A lot of people think that dogs are perfectly predictable. Love them, nuzzle them, feed them, and you will get your pipe and slippers till kingdom come.

But Bill Wirth of Silver Spring has a dog story that puzzled even the experts. It stars his daughter's 9-year-old Great Pyrenees, Pasha.

"I thought I knew this friend very well," Bill writes. "But when he began to steal my shoes and bury them in our garden, I had second thoughts."

Bill has plenty of shoes, so he didn't bother to excavate the ones Pasha had stolen. Who wants to hurt a dog's feelings, especially when the dog is more than 30 inches high at the shoulder and weighs more than 100 pounds?

But two months ago, the plot thickened.

"When ill with a fever of 103 to 105, Pasha and my daughter visited me in my very sick bed," Bill reports. "I don't know what the family had discussed in Pasha's presence, but shortly after a very necessary doctor's visit preliminary to a possible movement to a hospital, a strange thing happened.

"Pasha dug up one of my better missing shoes and brought it upstairs (where he never goes) and presented it to me, full of earth, on my spotless bed.

"Pasha has always buried bones, even the manufactured ones. I then began to think that my shoes may have been considered by Pasha as something precious -- to be stored away -- rather than something dead that needed burying.

"Needless to say, I was very moved by this possible display of canine affection. However, did Pasha, realizing the possible prognosis of my illness, bring me a final reminder of our mortality? Please help me understand."

Researcher Cathy McCulloch first cruised this puzzle past Dr. Peter Glassman, a veterinarian in Northwest. Dr. Glassman said he could not evaluate Pasha's intelligence or intentions, since the two have never met. But Dr. Glassman did say that Great Pyrenees dogs are "very sweet, well-adjusted, friendly, St. Bernard-type of dogs not known for foot fetishes."

At his suggestion, Cathy checked with Dr. Suzanne Johnson, a Fredericksburg psychologist who specializes in pet-people problems.

Dr. Johnson said that there may not have been any particular significance in the fact that Pasha brought Bill one of his shoes, rather than a bone. Men's shoes and commercial bones are both made out of leather, and Pasha probably can't tell them apart, Dr. Johnson said.

As for Pasha's motivation, Dr. Johnson thought the dog was aiming for the limelight, not aiming to make Bill feel better.

Pasha had long ago become the center of attention whenever she visited Bill's house, Dr. Johnson pointed out. But since Bill was sick in bed, he had assumed center stage. Pasha may have started digging up Bill's shoes in an effort to transfer attention back to himself.

And Pasha has succeeded brilliantly. How many other dogs have gotten two-thirds of a column written about them lately?

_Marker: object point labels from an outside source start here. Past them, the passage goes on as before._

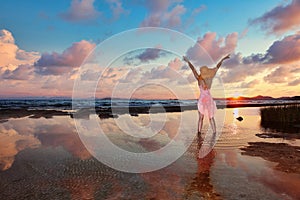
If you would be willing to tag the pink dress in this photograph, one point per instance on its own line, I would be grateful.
(206, 104)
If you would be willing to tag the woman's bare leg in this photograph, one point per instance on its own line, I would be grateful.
(213, 124)
(200, 122)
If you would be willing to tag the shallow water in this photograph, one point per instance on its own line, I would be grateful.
(45, 159)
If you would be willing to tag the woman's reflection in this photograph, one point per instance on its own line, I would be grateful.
(200, 186)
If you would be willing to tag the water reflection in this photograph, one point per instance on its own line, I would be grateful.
(200, 186)
(44, 158)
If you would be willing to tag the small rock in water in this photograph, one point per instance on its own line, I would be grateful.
(240, 118)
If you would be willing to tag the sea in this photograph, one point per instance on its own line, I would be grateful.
(65, 104)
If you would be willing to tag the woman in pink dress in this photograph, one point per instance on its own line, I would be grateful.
(206, 104)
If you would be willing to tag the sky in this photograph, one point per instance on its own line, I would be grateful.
(43, 46)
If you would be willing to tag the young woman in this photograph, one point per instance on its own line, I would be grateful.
(206, 104)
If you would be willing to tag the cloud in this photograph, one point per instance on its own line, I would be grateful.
(250, 84)
(81, 10)
(210, 45)
(116, 8)
(286, 50)
(163, 13)
(149, 54)
(280, 19)
(22, 72)
(294, 82)
(145, 56)
(10, 54)
(279, 75)
(56, 64)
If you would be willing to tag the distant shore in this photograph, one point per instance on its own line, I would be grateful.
(110, 112)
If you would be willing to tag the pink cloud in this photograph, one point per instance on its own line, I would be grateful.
(72, 57)
(11, 55)
(280, 19)
(280, 75)
(250, 84)
(81, 10)
(22, 72)
(116, 8)
(286, 50)
(163, 13)
(210, 45)
(294, 82)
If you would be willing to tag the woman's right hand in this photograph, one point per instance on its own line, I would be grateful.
(185, 59)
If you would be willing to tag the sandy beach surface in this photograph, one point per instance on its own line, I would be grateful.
(43, 157)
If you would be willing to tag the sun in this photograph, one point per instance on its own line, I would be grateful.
(236, 95)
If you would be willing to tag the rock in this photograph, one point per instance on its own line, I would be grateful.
(240, 118)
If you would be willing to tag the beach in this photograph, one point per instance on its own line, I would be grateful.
(42, 157)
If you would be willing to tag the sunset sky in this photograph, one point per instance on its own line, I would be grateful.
(43, 44)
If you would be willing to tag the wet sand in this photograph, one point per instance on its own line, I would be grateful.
(286, 157)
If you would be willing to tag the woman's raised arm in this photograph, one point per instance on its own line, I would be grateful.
(220, 63)
(192, 68)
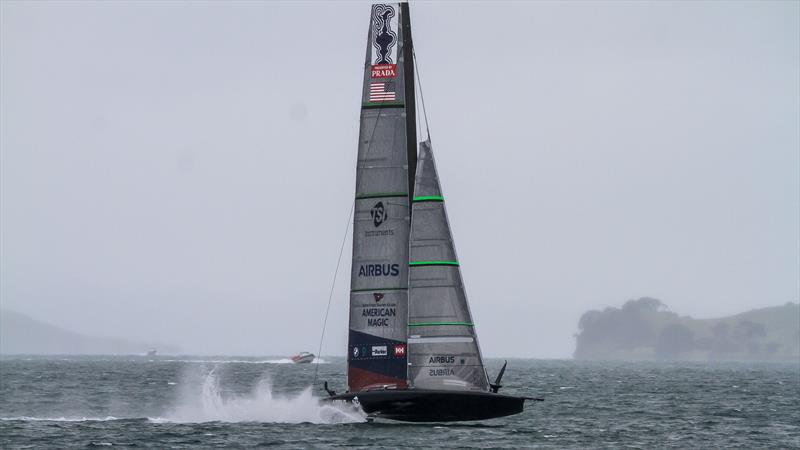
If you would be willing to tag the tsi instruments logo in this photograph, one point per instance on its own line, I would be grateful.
(379, 215)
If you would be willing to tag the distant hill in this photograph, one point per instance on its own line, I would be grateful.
(20, 334)
(644, 329)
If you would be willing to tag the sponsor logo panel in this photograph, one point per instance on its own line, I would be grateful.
(378, 270)
(379, 214)
(383, 71)
(384, 36)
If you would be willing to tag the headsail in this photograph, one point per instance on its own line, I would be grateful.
(384, 183)
(442, 343)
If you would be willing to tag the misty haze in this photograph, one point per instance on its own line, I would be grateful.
(578, 220)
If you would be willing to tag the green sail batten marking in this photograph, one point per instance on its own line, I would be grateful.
(433, 263)
(429, 198)
(378, 289)
(434, 324)
(382, 105)
(382, 194)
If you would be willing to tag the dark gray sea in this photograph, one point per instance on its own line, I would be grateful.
(196, 402)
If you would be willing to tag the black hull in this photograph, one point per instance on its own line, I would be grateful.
(413, 405)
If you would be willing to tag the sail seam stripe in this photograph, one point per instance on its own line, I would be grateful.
(433, 324)
(378, 289)
(433, 263)
(381, 194)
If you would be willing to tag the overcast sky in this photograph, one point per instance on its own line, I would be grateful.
(183, 172)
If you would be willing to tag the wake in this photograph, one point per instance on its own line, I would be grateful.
(262, 405)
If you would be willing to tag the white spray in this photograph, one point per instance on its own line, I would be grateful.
(262, 405)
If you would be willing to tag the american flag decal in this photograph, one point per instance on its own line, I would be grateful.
(378, 92)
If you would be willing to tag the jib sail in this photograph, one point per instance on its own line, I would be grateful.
(442, 344)
(377, 349)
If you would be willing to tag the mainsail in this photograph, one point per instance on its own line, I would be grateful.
(443, 347)
(377, 352)
(413, 353)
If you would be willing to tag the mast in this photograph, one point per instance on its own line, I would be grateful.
(411, 104)
(377, 339)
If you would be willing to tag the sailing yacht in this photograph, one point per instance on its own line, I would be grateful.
(413, 352)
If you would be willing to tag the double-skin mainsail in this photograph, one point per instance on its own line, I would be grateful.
(412, 353)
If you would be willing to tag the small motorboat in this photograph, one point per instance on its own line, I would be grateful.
(303, 358)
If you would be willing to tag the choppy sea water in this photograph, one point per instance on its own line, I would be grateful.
(185, 402)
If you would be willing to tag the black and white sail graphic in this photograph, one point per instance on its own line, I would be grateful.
(377, 348)
(442, 343)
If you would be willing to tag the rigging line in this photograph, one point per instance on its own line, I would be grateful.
(344, 240)
(422, 97)
(333, 286)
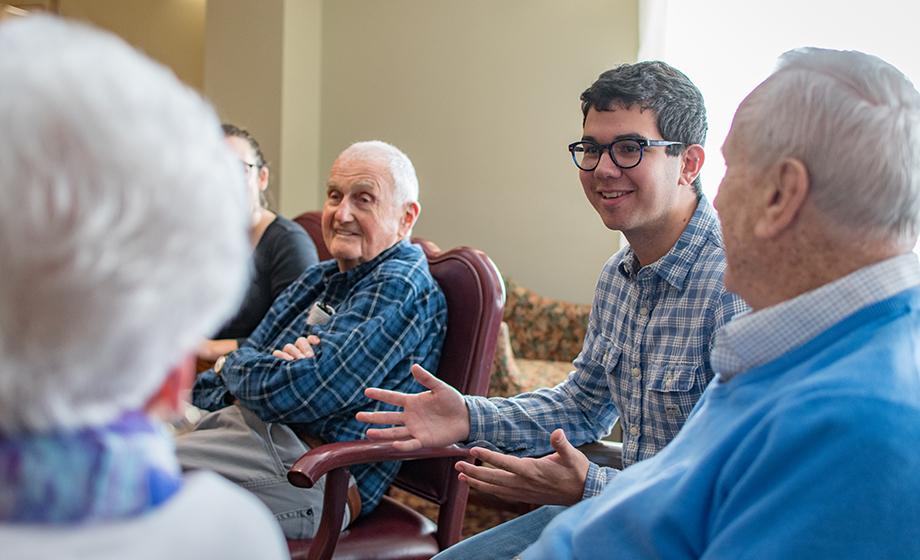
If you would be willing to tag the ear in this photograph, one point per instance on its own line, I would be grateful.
(691, 163)
(786, 191)
(409, 216)
(263, 177)
(168, 400)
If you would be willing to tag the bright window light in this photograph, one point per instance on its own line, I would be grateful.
(728, 47)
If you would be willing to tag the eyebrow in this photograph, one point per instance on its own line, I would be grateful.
(628, 135)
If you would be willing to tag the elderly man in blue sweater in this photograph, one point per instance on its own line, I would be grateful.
(804, 446)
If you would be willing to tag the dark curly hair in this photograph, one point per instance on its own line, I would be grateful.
(655, 85)
(233, 130)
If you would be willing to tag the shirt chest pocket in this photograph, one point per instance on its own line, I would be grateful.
(672, 392)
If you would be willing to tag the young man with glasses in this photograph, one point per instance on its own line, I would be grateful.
(657, 305)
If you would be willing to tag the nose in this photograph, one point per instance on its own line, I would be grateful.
(343, 211)
(606, 169)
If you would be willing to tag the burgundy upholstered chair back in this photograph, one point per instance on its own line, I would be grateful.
(312, 222)
(475, 301)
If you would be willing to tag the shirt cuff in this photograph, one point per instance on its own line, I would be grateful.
(597, 479)
(477, 407)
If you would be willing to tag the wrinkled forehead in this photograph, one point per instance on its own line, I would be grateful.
(352, 171)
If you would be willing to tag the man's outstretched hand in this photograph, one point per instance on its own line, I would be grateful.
(434, 418)
(558, 478)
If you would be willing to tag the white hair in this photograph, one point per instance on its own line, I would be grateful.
(405, 181)
(854, 121)
(122, 225)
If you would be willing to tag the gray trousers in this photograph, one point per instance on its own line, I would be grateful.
(256, 455)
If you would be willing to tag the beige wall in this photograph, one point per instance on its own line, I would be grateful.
(483, 96)
(170, 31)
(243, 71)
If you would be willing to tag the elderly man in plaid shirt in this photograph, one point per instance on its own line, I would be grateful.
(658, 303)
(361, 319)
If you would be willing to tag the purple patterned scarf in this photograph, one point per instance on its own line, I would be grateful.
(92, 474)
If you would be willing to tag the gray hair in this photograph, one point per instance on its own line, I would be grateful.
(854, 121)
(402, 172)
(123, 225)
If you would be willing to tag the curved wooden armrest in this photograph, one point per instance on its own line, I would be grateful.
(320, 460)
(333, 460)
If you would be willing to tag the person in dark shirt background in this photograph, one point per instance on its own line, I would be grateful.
(282, 250)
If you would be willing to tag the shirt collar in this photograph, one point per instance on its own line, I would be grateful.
(674, 266)
(756, 338)
(358, 272)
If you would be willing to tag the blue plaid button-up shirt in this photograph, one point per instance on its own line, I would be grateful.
(645, 357)
(389, 314)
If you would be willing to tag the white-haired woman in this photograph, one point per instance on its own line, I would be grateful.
(107, 290)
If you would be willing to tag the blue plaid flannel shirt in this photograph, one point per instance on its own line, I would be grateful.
(389, 314)
(645, 357)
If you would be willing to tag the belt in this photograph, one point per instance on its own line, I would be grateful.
(353, 499)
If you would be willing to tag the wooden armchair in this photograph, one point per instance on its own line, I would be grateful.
(475, 296)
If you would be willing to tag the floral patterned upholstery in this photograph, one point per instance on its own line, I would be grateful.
(538, 340)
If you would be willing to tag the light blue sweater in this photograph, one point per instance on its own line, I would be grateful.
(815, 454)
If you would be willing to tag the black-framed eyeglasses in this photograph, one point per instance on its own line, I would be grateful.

Calling out-of-towners. Metro spokeswoman Marilyn Dicus spokeswomaned too soon.

In a column this month, I quoted Marilyn as saying that Metro will turn remaining Farecard value back into money for out-of-towners, as long as the remaining value exceeds $5.

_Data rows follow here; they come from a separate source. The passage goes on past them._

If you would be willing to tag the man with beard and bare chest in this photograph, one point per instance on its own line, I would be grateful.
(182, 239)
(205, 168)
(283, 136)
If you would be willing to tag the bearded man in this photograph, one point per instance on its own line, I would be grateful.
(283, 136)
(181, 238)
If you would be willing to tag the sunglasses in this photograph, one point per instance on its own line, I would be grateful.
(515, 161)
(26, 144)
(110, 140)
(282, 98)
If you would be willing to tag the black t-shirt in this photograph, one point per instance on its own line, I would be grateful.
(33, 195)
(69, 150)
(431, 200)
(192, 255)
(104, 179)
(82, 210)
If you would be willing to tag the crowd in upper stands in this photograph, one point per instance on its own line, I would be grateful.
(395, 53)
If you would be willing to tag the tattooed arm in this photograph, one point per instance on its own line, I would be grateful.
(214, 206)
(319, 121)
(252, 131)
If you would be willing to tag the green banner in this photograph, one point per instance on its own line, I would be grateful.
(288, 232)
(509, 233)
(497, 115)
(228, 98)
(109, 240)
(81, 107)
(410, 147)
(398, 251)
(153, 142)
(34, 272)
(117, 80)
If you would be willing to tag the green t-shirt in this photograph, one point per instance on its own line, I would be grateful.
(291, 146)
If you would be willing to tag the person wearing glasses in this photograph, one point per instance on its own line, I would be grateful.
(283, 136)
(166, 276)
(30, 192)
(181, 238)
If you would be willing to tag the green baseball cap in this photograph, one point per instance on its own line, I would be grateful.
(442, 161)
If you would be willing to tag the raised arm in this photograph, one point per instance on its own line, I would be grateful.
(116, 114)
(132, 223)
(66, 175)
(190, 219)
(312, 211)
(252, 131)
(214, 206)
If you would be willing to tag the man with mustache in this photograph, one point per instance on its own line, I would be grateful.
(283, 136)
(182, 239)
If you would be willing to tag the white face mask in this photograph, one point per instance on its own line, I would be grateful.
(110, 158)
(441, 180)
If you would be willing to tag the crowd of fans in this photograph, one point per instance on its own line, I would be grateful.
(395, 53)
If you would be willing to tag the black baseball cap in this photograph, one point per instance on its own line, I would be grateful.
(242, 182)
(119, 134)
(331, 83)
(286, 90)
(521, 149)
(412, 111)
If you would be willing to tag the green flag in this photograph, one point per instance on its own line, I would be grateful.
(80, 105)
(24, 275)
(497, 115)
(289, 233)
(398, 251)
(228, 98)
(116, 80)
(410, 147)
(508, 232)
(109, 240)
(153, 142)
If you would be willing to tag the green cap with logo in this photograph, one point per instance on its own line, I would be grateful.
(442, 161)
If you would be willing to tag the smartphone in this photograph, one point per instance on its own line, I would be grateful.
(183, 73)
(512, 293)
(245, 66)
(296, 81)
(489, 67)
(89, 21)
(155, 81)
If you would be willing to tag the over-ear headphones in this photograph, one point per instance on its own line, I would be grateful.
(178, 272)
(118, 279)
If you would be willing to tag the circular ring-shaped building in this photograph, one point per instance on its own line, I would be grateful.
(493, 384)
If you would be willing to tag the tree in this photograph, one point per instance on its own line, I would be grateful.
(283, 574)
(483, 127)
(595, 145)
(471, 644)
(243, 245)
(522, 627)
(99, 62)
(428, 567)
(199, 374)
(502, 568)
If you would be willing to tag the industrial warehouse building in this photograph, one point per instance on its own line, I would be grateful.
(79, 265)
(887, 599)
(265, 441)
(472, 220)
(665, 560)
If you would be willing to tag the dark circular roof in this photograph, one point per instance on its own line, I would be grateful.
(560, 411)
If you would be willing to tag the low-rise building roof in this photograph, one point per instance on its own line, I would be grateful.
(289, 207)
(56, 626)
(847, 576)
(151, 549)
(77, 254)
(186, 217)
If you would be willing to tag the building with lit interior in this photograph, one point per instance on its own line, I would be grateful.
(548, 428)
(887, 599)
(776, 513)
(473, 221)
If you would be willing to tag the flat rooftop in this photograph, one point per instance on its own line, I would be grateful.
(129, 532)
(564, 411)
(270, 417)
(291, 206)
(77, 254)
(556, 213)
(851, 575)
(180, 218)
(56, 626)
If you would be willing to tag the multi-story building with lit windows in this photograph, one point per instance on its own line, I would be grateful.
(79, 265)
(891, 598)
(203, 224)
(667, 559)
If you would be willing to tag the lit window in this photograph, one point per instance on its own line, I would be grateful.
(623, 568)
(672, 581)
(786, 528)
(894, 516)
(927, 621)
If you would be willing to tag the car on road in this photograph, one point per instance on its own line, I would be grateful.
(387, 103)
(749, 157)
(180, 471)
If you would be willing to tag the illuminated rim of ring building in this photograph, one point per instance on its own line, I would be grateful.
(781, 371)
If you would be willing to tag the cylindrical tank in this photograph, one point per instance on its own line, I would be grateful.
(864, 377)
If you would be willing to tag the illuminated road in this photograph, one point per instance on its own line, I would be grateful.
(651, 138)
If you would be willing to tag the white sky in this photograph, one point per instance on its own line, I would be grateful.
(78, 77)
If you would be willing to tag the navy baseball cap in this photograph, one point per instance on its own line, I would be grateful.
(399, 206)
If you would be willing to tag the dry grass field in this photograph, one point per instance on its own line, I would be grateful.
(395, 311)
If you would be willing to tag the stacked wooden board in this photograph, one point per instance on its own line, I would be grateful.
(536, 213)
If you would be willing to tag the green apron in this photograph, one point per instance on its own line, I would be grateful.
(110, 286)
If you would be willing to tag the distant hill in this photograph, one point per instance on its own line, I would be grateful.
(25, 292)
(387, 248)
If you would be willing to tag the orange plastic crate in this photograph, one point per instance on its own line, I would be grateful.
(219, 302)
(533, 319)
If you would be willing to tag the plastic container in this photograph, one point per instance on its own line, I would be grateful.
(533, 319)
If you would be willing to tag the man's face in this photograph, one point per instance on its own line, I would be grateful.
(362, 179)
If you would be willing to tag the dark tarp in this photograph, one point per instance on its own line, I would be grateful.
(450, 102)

Marilyn says she was wrong to have told me that. Metro used to offer such an exchange but no longer does.

Sorries to anyone who may have been misled.

Art Finley of Norfolk says he knows the names of the longest-running daytime soap operas. Hint: they're 6,000 years old.

Give up?

1) "Genesis Hospital".

2) "Days of Our Leaves," starring Adam and Eve.

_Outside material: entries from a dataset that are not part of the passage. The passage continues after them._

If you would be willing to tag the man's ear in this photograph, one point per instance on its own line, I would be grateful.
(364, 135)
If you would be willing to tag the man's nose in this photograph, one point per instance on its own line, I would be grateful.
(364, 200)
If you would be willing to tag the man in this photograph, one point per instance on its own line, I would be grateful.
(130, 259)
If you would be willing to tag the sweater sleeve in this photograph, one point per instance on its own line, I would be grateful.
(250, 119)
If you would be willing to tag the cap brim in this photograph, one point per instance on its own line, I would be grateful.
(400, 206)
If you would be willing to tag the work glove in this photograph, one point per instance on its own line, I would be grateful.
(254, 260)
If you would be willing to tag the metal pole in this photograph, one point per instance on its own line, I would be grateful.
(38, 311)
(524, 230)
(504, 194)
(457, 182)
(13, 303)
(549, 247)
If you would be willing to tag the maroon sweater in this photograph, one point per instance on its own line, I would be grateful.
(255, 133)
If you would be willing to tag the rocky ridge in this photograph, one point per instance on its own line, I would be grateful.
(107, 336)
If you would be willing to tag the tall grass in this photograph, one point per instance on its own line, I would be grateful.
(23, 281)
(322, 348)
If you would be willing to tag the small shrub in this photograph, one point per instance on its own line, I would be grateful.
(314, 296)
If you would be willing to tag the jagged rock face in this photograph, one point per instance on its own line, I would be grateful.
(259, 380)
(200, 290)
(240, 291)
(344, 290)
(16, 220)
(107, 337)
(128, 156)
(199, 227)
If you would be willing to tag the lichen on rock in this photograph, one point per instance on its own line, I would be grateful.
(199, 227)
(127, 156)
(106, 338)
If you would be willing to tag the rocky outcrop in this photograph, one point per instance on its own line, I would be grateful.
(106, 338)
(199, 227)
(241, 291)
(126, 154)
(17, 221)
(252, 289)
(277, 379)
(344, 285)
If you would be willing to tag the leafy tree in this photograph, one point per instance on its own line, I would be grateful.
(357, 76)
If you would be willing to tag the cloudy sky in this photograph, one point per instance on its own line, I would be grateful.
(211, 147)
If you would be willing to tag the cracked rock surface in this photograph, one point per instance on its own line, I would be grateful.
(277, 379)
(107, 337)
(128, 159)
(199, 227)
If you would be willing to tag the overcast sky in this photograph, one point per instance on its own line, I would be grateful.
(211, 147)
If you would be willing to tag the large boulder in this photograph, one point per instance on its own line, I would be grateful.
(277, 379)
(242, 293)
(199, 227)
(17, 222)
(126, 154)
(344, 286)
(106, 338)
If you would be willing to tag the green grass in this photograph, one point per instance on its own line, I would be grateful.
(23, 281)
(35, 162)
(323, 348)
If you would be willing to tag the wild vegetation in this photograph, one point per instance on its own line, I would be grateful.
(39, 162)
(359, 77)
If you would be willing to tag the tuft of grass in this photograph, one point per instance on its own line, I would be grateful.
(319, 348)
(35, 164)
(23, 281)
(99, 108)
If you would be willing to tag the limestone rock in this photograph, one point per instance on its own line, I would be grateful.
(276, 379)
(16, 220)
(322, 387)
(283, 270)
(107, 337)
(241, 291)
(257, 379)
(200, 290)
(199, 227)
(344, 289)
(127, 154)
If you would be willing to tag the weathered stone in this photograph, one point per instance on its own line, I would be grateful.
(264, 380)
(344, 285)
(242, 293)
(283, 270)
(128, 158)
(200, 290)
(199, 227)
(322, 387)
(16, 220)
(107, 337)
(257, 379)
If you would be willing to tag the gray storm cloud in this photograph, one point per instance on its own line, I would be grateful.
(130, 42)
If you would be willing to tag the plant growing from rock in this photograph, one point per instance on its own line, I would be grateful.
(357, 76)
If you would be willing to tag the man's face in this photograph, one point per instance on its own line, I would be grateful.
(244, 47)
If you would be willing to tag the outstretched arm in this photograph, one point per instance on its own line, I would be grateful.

3) "Both My Children," starring Cain and Abel.

4) "Rain's Hope," starring Noah.

The Redskins' victory parade still casts a glow over this river village. And pronouncements about the team continue to pour forth from the typewriters of pundits. About how the Redskins bridge the racial gap in Washington. How they bridge the income gap. How they are the one thing that makes everyone here feel a sense of place. And so on.

Mary Beahm Baber of West Hyattsville says it a little differently. She figures the Redskins' parade provided a new answer to the age-old question, "What's black and white and red all over?"

Bob Orben says this is the year we go from the Sherlock Holmes income tax return to the Dr. Watson return -- very few deductions.